Принципы 3D-биопринтинга неизменны со времён его изобретения, совершенствуются лишь аппаратура и расходные материалы. За одним исключением: от печати головного мозга люди отказались ещё до эры Гедонизма. Слишком трудоёмко, ненадёжно, часто приводит к нежелательным последствиям. Синтез адамита, сложного композитного материала на кремний-углеродной основе, решил эту проблему. В обычном состоянии адамит — аморфное слаботекучее вещество. Однако при наложении квантового образа сознания оно трансформируется в жидкие кристаллы, идеальный аналог мозга.
Мозг каждого человека уникален, и так же уникальны параметры излучения, испускаемого кристаллическим адамитом, — один импульс каждые восемь с половиной минут. Поэтому к нему привязан ID — внутренний идентификатор человека, позволяющий Гедонизму безошибочно узнавать любого из своих подопечных и определять его местонахождение. Вдобавок излучение информирует систему, что носитель мозга жив, — адамит возвращается в аморфное состояние, едва тело теряет способность функционировать. Спустя двадцать минут после прекращения излучения в ближайшем рекреатории запускается процедура воскрешения, и ещё через час человек вновь жив и здоров в свеженапечатанном серийном теле и с дополнительным благом за моральный ущерб «в кармане». Если системе известны обстоятельства гибели, потерпевшему их сообщат, нет — значит нет.

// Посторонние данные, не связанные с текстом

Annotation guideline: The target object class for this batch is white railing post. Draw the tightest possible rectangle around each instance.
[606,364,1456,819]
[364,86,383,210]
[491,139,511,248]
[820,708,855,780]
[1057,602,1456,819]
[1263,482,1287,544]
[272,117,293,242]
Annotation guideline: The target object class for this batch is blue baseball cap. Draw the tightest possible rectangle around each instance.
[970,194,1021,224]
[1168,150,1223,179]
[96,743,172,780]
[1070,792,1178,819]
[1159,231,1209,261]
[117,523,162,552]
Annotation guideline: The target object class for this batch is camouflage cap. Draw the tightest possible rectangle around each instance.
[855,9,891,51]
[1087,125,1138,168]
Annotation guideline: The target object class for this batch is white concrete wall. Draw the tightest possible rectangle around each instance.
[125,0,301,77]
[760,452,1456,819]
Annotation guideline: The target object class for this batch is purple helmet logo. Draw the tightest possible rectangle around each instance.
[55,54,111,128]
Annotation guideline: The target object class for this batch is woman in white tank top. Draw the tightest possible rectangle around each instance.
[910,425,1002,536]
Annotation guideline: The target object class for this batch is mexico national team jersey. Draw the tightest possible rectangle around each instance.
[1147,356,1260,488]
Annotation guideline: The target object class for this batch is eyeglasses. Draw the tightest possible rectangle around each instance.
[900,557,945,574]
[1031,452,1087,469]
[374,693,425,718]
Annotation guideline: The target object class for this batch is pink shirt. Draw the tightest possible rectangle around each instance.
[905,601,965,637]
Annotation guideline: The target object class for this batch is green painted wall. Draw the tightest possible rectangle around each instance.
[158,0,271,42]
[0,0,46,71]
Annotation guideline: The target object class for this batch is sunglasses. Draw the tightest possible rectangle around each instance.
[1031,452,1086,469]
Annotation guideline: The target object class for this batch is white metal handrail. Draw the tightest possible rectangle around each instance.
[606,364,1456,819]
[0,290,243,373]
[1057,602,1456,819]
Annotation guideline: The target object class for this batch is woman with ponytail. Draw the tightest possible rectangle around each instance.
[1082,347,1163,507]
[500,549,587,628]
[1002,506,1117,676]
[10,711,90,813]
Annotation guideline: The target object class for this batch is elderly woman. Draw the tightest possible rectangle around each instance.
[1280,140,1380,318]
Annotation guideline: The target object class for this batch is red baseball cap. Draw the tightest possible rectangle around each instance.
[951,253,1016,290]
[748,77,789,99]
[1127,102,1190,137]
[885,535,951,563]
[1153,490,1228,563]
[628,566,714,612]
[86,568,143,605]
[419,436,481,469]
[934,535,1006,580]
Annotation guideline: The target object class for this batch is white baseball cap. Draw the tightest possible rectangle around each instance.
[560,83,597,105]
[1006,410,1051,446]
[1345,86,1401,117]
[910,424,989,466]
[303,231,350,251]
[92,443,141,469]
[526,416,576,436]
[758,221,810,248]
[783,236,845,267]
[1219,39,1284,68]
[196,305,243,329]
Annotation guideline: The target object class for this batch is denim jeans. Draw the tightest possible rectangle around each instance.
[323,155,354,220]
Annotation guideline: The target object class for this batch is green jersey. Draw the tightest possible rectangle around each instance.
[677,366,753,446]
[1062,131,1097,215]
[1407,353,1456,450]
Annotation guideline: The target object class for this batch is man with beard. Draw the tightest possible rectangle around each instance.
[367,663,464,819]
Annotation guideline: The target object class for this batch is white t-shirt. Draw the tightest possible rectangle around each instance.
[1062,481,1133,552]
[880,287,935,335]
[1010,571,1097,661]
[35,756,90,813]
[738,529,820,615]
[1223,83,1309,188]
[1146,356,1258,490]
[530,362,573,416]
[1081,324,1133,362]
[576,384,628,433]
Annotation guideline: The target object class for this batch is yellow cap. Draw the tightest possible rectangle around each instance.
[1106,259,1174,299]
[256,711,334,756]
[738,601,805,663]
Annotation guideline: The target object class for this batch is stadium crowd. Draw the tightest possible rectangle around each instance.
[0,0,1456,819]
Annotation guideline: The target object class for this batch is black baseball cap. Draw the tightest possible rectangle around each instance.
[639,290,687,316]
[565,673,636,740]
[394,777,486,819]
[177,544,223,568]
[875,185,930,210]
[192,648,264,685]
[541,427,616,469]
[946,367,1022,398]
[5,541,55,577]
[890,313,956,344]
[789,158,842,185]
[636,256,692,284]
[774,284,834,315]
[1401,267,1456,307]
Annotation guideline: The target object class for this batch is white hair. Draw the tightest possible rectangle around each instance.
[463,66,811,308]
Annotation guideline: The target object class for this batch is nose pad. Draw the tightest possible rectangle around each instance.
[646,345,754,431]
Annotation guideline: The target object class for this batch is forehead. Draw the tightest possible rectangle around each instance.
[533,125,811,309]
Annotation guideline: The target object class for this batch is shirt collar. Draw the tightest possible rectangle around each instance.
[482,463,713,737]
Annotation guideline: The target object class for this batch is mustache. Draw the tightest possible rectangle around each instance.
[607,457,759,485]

Хранить логи тридцати миллиардов жителей ресурсоёмко и бессмысленно, они очищаются регулярно. Но данные за последние сутки обо всех передвижениях в пределах дистрикта Эсперанс в распоряжении полиции имелись, и Антон Корвин не преминул этим воспользоваться. Реальный маршрут заявительницы в общих чертах совпадал с тем, который она составила, только четыре последние отметки уводили в сторону. Ничего не значащая случайность. Судя по отметкам, этот отрезок пути заявительница проделала в мобиле, — транспортная авария, как и предполагалось! — а при хорошей скорости за восемь минут можно далеко уехать.
Тем не менее Корвин не поленился, проехал по маршруту, внимательно осмотрелся в поисках хоть каких-то следов: помятые кусты и газоны вдоль дороги, свежие выбоины и вмятины на парапете. Ничего не нашёл. Расследование закончилось пшиком, дело надо закрывать. «Тухлое дело» — вспомнился эпитет из старинного детектива.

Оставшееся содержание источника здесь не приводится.